O estudo, apelidado de Sparta 2.0, identifica dez lacunas centrais de capacidade que a Europa precisaria preencher para poder agir de forma mais autônoma sem assistência militar dos EUA. Entre as áreas citadas estão comando e controle, sistemas autônomos e ataque em profundidade. Segundo os autores, uma capacidade independente substancialmente maior poderia ser construída em três a cinco anos, enquanto uma autonomia abrangente poderia ser alcançada em cinco a dez anos se virar uma prioridade política clara.
A escala da proposta
Os números do estudo são altos, mas são apresentados como administráveis em relação aos planos de defesa mais amplos da Europa. Os autores estimam que alcançar autonomia de defesa exigiria cerca de 150 bilhões a 200 bilhões de euros até 2030 e aproximadamente 500 bilhões de euros na próxima década. Eles argumentam que esse nível de gasto corresponde a cerca de 10% do gasto total europeu com defesa e a cerca de 0,25% do PIB no período.

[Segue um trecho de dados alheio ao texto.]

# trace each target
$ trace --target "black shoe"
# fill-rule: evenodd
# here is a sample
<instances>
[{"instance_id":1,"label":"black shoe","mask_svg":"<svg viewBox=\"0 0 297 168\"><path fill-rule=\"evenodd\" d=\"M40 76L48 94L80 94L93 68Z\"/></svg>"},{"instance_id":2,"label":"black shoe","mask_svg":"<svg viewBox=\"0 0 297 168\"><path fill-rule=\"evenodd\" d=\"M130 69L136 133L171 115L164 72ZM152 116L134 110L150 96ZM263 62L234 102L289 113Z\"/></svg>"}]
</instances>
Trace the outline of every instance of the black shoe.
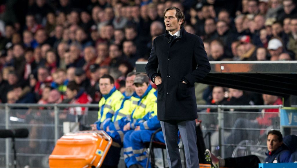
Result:
<instances>
[{"instance_id":1,"label":"black shoe","mask_svg":"<svg viewBox=\"0 0 297 168\"><path fill-rule=\"evenodd\" d=\"M211 153L208 149L205 150L205 159L208 163L210 164L211 168L219 168L219 159L214 155Z\"/></svg>"}]
</instances>

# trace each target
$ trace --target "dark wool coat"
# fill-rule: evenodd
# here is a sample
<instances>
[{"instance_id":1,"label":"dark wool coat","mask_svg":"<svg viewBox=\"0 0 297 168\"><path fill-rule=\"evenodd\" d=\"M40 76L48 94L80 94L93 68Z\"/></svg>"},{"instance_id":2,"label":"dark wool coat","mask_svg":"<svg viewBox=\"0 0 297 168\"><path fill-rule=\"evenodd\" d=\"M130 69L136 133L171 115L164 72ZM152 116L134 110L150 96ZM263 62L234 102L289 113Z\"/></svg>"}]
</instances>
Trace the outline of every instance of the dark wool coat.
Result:
<instances>
[{"instance_id":1,"label":"dark wool coat","mask_svg":"<svg viewBox=\"0 0 297 168\"><path fill-rule=\"evenodd\" d=\"M162 78L162 83L157 86L158 119L197 118L194 83L203 79L210 69L201 38L187 32L183 27L174 40L167 31L157 37L146 71L153 81L156 76Z\"/></svg>"}]
</instances>

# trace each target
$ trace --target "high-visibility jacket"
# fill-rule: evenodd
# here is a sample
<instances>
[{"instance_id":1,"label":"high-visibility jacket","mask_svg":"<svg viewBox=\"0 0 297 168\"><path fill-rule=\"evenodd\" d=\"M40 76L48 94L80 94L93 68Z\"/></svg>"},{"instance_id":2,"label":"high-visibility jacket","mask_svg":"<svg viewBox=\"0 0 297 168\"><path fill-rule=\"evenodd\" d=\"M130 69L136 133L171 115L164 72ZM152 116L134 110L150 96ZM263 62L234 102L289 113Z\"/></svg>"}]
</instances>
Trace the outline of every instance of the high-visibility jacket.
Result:
<instances>
[{"instance_id":1,"label":"high-visibility jacket","mask_svg":"<svg viewBox=\"0 0 297 168\"><path fill-rule=\"evenodd\" d=\"M157 114L157 96L155 89L153 88L150 84L147 89L141 97L137 95L131 98L132 103L137 104L136 107L132 110L130 117L130 127L131 129L135 128L139 125L139 123L143 122L143 118L148 113L155 111ZM133 106L131 106L133 108ZM150 115L150 114L148 114Z\"/></svg>"},{"instance_id":2,"label":"high-visibility jacket","mask_svg":"<svg viewBox=\"0 0 297 168\"><path fill-rule=\"evenodd\" d=\"M120 101L116 104L115 108L116 110L112 119L106 122L104 124L103 126L103 130L106 131L108 126L109 127L109 129L111 130L115 131L120 129L118 126L118 121L131 114L131 113L129 112L129 109L131 104L131 97L132 95L127 96L125 92L123 93L123 96ZM115 127L116 127L116 128L114 123L115 122L116 123Z\"/></svg>"},{"instance_id":3,"label":"high-visibility jacket","mask_svg":"<svg viewBox=\"0 0 297 168\"><path fill-rule=\"evenodd\" d=\"M109 93L103 95L99 102L98 120L95 123L97 125L97 129L102 130L104 123L111 120L116 110L116 104L123 96L122 93L117 90L115 87L113 87Z\"/></svg>"},{"instance_id":4,"label":"high-visibility jacket","mask_svg":"<svg viewBox=\"0 0 297 168\"><path fill-rule=\"evenodd\" d=\"M157 91L155 93L157 94ZM140 126L140 129L155 130L161 128L160 121L157 117L157 103L154 104L154 111L146 114L142 118L144 121L139 123L138 125Z\"/></svg>"}]
</instances>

Esse enquadramento é politicamente importante. Em vez de pedir uma arquitetura totalmente nova de gastos, o estudo sugere que os aumentos já planejados nos orçamentos de defesa poderiam financiar uma parte substancial do esforço se os recursos forem direcionados às lacunas certas. Em outras palavras, o argumento não é apenas que a autonomia é estrategicamente necessária, mas que ela também é financeiramente viável.